Let’s see how businesses can prepare for UK’s full custom controls!

UK’s Full Custom Controls

In January 2021, the UK government announced trade changes post-Brexit. These included complete export declarations on goods moving from Great Britain to the EU, the convenience of a 175-day delayed declaration on most imported goods in the UK, postponed VAT accounting for UK imports, relaxed custom paperwork requirements, and more.

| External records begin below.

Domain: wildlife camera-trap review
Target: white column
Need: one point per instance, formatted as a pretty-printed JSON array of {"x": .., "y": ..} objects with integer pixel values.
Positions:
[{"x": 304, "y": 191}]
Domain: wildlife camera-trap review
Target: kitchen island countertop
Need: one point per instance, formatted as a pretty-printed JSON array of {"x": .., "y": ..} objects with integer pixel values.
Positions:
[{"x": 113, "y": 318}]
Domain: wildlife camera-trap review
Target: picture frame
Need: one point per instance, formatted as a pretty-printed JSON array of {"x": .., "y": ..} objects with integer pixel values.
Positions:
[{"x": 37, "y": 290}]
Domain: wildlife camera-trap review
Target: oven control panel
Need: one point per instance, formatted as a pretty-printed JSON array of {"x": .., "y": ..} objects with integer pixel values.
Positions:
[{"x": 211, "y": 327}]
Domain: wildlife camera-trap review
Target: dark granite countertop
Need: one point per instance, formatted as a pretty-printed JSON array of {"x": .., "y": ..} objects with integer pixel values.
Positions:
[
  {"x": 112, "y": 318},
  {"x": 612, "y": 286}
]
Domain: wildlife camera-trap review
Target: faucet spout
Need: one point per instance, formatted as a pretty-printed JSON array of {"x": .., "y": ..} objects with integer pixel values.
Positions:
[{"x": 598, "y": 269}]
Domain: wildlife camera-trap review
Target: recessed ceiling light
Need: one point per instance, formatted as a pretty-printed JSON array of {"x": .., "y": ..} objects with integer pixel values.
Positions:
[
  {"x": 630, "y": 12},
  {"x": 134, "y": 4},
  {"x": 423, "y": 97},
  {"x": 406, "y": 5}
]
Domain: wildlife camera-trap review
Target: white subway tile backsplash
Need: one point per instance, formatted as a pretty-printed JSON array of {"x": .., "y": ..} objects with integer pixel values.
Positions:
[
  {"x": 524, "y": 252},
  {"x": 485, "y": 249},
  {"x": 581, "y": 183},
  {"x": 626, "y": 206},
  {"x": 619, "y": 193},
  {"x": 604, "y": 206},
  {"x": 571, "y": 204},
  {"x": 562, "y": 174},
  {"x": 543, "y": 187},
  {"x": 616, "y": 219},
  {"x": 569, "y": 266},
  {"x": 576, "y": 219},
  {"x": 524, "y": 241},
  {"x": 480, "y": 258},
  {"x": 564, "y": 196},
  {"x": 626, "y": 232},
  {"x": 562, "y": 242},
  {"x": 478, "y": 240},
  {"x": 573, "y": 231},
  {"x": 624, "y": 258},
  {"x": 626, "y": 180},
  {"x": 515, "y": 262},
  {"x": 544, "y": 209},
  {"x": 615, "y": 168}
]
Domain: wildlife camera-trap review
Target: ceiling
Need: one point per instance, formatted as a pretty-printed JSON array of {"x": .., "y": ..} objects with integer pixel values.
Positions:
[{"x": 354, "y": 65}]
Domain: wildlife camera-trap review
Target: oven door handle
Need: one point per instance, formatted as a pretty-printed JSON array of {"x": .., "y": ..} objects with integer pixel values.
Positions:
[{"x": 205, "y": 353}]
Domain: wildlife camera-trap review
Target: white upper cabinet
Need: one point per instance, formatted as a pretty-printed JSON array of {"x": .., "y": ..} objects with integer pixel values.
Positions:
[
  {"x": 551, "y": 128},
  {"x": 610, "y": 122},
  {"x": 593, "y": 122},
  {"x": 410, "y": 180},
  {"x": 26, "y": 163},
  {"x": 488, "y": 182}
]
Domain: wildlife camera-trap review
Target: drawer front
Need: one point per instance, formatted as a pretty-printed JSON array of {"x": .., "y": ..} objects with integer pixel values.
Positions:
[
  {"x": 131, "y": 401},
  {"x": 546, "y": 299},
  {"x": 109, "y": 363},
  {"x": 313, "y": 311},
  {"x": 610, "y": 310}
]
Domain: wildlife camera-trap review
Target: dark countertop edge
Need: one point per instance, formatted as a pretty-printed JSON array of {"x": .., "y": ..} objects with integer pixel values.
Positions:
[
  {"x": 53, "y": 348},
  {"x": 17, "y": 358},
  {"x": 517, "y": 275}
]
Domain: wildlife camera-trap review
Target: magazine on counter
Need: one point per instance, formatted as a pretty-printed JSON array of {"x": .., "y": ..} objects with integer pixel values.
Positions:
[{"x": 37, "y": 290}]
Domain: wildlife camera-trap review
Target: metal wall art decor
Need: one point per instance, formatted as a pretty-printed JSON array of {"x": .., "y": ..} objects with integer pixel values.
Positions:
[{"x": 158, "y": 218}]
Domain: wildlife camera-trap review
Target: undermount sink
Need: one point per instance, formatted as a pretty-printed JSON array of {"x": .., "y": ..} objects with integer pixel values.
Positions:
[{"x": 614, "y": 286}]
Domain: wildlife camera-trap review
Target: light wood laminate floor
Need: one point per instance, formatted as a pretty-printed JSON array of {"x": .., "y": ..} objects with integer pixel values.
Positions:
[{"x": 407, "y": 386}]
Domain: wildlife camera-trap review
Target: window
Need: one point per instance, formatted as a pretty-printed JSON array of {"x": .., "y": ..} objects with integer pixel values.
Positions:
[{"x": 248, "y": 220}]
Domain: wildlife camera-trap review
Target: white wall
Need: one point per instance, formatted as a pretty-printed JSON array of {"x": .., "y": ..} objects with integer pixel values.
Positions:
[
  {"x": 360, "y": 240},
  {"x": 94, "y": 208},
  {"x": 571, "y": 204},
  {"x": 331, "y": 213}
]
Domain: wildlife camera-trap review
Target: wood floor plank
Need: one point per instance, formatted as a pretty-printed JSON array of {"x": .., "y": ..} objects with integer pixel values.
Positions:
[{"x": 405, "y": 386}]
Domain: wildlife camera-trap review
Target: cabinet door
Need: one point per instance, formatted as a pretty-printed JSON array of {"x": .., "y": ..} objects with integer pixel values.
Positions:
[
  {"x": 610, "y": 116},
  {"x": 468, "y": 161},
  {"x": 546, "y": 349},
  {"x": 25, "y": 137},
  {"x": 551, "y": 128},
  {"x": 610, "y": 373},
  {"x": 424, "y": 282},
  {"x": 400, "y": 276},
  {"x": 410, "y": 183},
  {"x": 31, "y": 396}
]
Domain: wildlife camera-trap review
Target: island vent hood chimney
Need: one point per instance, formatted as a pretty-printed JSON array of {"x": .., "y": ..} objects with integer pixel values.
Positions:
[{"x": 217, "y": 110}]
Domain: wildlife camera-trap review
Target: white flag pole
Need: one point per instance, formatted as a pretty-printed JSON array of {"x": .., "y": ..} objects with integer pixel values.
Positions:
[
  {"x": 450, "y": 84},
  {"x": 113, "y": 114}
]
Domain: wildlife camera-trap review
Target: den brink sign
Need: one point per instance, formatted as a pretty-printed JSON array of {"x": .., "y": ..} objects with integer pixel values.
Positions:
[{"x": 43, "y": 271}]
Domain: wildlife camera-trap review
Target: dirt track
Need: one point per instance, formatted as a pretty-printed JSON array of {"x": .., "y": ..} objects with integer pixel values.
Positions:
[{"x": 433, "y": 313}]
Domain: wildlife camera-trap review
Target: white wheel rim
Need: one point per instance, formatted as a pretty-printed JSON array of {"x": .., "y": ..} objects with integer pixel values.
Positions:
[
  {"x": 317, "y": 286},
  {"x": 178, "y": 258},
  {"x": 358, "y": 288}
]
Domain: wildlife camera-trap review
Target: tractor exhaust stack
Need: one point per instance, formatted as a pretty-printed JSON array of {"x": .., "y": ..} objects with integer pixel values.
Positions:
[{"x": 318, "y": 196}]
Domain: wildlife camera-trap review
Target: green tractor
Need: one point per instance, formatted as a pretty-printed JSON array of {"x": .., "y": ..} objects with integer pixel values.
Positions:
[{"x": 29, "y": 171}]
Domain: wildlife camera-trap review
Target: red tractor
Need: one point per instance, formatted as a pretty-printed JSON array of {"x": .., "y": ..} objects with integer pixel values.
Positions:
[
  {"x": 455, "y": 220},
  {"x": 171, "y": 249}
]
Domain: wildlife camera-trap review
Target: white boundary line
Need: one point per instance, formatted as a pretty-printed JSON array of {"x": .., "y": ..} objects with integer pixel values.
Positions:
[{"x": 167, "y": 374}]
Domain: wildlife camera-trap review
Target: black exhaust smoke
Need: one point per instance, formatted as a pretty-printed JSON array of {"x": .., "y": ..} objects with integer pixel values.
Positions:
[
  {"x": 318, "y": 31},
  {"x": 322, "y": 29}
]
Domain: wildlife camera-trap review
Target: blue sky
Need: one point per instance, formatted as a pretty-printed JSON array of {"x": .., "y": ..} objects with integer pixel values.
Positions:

However, in January 2022, the government changed the trade rules and now requires businesses to:

  • Make full custom declarations
  • Pre-notify the government about agriculture and food imports
  • Pay for any traffic upfront (VAT-registered businesses can still use postponed VAT accounting

The government also plans to implement the following rules by 1st July 2022:

  • Requirement of security and safety declarations
  • Export Health Certificates requirement where necessary
  • Border Control physical checks on agriculture and food imports

5 Ways Businesses Can Prepare for These Rules

Here’s how businesses can prepare for UK’s full custom controls:

Learn about the Import/Export Process

Many companies have already been following the export rules out of the UK, but the new customs controls will affect imports in the UK. Hence, it’s best to familiarise yourself with the ins and outs of the new UK trade regulations so that you can move goods across the EU-UK borders without facing delays.

Study Tariffs & Commodity Codes

The new rules might be complex for businesses as they vary depending on the goods, their origin, and characterisation. Post-Brexit, the UK-EU Free Trade Agreement ensured tariff-free imports between the EU and UK for goods that originated in the UK or EU.

The trade agreement doesn’t state that all goods moving between the two will be duty-free. It’s why you must learn the codes and tariffs related to your goods to complete the paperwork associated with your export/import. It will also enable you to pay the correct import VAT and customs duty.

Hire a Customs Intermediary or Do It Yourself

As a business owner, you can manage your declarations or hire a customs intermediary to do it for you. The latter will enable you to receive expert guidance. Just make sure to learn about the service they provide, how they can assist you, represent you directly or indirectly, and understand their liability policies and commercial regulations.

You will need to give them your EORI number, contracts or invoices for the goods you’re exporting or importing, restricted goods certifications or licenses, and clear goods descriptions. They might also require additional documents that you will need to give to them timely.

Prepare Paperwork Requirements for Goods

You might need to offer additional paperwork to the government based on what types of goods you’re importing into the country. It might include export health certificates and pre-notifications to move animal products and live animals, UK safety and security declarations, and duties and declarations still owed for goods imported from the EU since January 2021.

Prepare Your Supplier for Business

If you’re bringing goods into the UK from the EU, you will need a supplier willing to understand the UK’s full custom controls. Ensure that they can clear the goods through customs under the tariff-free status of the UK-EU Trade Agreement.


While it’s too early to determine the full effect of the UK’s custom controls on its trade with the EU, you need to follow the trade rules to ascertain your success as a business operating in the country.